GOP leaders in the House and Senate are exploring ways to also expand drilling in the Arctic and Atlantic Oceans through congressional budget rules that allow them to pass major policy changes on a simple majority vote.
“There are other opportunities for us,” Alaska Senator Lisa Murkowski, the chairman of the Senate Energy and Natural Resources Committee, said in an interview. “There is a significant way that we can help with the budget process.”
Money from selling drilling rights and royalties from oil and gas production would be a revenue-raiser that could help offset some of the tax cuts Republicans are proposing. The House has instructed its Natural Resources Committee to find ways to generate $5 billion in revenue over the next decade. And the Senate is set to vote as soon as this week on a budget plan imposing a $1 billion target on Murkowski’s natural resources committee.
The moves give committee leaders the ability to advance proposals for drilling in ANWR — or other areas, as long as they would generate new funds for the U.S. Treasury. Once the budget is approved a later bill following its instructions is immune from the type of Democratic filibuster that has blocked drilling in the past.
Senator Ed Markey, a Democrat from Massachusetts, called the tactic a “heartless Republican budgetary scam.”
“This GOP budget sets the stage for Republicans to ram drilling in the crown jewel of America’s wildlife refuge system through the Senate using only a 50-vote threshold,” Markey said at a news conference Tuesday.
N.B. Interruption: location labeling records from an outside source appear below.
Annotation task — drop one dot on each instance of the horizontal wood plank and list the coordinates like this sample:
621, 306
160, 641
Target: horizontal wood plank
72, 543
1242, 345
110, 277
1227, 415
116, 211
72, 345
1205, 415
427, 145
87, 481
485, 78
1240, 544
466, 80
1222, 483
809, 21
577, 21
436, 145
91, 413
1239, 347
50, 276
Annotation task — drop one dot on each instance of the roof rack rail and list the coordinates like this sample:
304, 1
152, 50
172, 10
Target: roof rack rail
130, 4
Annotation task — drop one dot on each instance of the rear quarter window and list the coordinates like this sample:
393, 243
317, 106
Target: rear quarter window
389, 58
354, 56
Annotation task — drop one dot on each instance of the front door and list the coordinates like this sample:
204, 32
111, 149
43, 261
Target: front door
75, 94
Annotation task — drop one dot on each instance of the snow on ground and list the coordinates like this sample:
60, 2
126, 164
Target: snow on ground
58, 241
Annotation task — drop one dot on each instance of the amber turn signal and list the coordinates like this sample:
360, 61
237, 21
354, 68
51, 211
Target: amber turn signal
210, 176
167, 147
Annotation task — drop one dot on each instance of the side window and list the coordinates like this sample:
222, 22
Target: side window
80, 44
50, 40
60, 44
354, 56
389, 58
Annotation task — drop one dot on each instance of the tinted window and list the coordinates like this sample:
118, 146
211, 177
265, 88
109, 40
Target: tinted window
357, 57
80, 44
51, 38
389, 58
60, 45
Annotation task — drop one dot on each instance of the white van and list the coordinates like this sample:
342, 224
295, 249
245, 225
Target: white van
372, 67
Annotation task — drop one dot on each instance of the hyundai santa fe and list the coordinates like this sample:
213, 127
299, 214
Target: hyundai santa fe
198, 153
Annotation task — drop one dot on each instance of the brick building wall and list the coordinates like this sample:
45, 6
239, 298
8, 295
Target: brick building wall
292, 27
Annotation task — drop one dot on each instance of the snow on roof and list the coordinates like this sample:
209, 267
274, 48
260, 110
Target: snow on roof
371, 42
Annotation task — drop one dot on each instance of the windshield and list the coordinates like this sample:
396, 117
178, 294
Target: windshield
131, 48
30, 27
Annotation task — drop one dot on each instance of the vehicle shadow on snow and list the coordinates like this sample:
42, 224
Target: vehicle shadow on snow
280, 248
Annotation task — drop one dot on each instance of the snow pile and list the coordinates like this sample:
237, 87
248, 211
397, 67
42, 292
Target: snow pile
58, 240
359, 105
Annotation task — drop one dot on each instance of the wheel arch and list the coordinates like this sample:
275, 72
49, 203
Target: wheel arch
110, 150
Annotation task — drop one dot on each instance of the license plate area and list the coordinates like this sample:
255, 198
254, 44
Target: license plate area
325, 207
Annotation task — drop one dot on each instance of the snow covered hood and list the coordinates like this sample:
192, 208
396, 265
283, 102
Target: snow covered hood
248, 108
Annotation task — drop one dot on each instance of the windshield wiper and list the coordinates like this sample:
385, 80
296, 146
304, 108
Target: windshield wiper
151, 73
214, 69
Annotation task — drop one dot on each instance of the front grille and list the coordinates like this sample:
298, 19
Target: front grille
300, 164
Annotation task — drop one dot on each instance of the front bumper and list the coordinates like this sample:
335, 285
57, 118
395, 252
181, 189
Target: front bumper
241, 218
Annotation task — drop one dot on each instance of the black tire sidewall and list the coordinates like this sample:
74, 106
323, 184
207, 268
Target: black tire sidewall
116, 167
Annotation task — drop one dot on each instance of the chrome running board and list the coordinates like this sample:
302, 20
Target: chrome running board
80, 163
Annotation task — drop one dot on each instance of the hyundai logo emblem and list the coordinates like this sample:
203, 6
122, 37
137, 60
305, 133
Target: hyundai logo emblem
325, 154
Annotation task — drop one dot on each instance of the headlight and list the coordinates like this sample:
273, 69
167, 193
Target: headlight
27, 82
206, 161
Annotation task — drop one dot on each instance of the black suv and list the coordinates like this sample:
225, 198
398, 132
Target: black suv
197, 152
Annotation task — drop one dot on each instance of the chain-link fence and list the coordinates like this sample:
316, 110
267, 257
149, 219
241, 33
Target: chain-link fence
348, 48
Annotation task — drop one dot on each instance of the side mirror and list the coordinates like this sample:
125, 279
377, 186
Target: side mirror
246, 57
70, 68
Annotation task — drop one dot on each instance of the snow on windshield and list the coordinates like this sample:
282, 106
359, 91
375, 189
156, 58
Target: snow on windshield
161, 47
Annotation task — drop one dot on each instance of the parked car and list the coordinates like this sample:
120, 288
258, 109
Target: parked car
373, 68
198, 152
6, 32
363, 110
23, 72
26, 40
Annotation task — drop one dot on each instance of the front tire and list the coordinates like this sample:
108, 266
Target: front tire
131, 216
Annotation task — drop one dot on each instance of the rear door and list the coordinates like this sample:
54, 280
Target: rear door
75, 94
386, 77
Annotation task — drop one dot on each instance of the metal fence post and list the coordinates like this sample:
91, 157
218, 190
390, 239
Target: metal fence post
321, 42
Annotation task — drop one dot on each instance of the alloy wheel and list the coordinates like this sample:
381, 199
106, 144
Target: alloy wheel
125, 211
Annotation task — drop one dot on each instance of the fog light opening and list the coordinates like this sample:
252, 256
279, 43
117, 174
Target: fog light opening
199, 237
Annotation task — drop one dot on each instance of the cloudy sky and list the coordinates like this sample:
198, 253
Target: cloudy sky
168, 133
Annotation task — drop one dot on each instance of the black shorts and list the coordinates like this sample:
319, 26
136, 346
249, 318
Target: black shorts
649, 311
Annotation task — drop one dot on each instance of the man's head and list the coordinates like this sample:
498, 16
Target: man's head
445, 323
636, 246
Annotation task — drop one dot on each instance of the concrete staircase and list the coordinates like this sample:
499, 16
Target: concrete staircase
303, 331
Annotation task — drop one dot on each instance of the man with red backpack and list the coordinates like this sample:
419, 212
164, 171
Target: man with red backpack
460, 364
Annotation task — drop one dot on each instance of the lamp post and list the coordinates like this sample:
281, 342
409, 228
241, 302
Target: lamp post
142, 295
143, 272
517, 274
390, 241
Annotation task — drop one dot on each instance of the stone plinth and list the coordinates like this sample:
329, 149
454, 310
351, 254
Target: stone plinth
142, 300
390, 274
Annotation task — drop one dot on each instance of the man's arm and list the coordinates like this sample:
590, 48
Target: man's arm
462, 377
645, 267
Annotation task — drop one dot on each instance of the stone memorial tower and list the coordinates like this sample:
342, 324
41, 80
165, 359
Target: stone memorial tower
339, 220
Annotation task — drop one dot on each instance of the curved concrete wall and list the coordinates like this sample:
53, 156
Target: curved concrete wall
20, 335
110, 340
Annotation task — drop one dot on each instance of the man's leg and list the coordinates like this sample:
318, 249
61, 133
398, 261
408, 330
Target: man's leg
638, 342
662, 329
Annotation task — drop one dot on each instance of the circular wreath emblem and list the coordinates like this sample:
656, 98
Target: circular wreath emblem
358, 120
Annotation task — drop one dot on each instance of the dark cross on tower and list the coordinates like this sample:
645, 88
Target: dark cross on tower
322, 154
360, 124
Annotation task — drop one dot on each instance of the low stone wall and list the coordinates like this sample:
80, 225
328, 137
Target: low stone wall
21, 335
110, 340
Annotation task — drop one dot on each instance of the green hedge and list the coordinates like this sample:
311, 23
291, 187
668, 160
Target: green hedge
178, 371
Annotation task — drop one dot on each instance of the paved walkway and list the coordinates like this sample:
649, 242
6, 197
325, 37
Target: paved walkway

While the initiatives still face hurdles as environmental groups vow to fight and some Republicans may object, it shows the scope of oil industry priorities lawmakers are considering.
Allowing drilling in ANWR, a 19-million acre preserve on Alaska’s northern coast, has been debated in Washington for decades, pitting oil industry allies who see it as a way to revive production in The Last Frontier against environmental advocates who say there should be permanent protections for a wild area filled with polar bears, caribou herds and wolves.
But drillers have also lobbied the Trump administration to open up other areas for exploration, including the eastern Gulf of Mexico near Florida, mid-Atlantic areas and Arctic waters. In some cases, those areas might be easier and cheaper to access and develop than ANWR.
“It’s not just the refuge,” said Franz Matzner, deputy director of federal campaigns for the Natural Resources Defense Council. “Once they pry the door open with these instructions, the committees of jurisdiction can put virtually anything in there. They have license to legislate anything.”
ANWR is really only a starting point, said Senator James Inhofe, a Republican who has long advocated on behalf of the oil and gas interests in his home state of Oklahoma.
“We begin there,” he said. “Anything else we can get in there with a simple majority vote we ought to do.”
Because it’s part of the budget process, the changes would only require 50 votes in the Senate — with the possibly of Vice President Mike Pence serving as tie-breaker — and not face the usual 60-vote hurdle. Republicans hold a 52-48 advantage in the Senate.
Among the options on the table is legislation advanced by Murkowski and Dan Sullivan, both Alaska Republicans, compelling the government to sell drilling rights in Arctic waters. That bill also reverses former President Barack Obama’s decision to withdraw more than 100 million Arctic acres from future oil and gas leasing.
Congress “should seize the opportunity” to restore opportunities for drilling in areas withdrawn by Obama, Sullivan said in an interview.
The House Natural Resources Committee also has been advancing other drilling legislation that could be folded in, with hearings last week on proposals to accelerate oil leasing on federal land and authorize speedy sales of offshore acreage.
Representative Rob Bishop, a Republican from Utah who heads that committee, has argued Congress should consider additional drilling in part because it could send billions of dollars to federal coffers. Other options being considered by the panel include increasing timber receipts and overhauling oil and gas permitting, Parish Braden, a spokesman for the committee, said in an email.
“This is a Trojan Horse for all sorts of drilling proposals that otherwise wouldn’t get the votes needed to pass on their own,” said Matt Lee-Ashley, a senior fellow with the Center for American Progress. It’s especially “perilous” because the committees might not stop at ANWR, Lee-Ashley said. “As bad as the Arctic refuge proposal might be, you’re going to end up behind closed doors with lots of giveaways to industry and no accountability.”
Republicans plan to use the budget resolution to allow fast-track consideration of a tax overhaul plan.
President Donald Trump already asked Congress to open up the ANWR refuge to oil and gas development, contending it would raise $1.8 billion over the next decade. But the Center for American Progress estimates that drilling in the Arctic refuge is likely to yield no more than $37.5 million to the U.S. Treasury over 10 years.
That’s because it’s not clear that energy companies would clamor for leases in the refuge. Monster discoveries there could yield decades of oil production, but the cost of operations in remote stretches of northern Alaska could discourage the activity amid modest crude prices and the domestic shale boom.
Still, the opportunity to advance energy priorities that have stalled remains a tempting prospect for Republicans.
“After losing ground for the past eight years, congressional Republicans have an opportunity to use the budget process to make new areas of potential oil and gas resources available for energy production,” said Chief Executive Officer Dan K. Eberhart of Denver-based Canary LLC.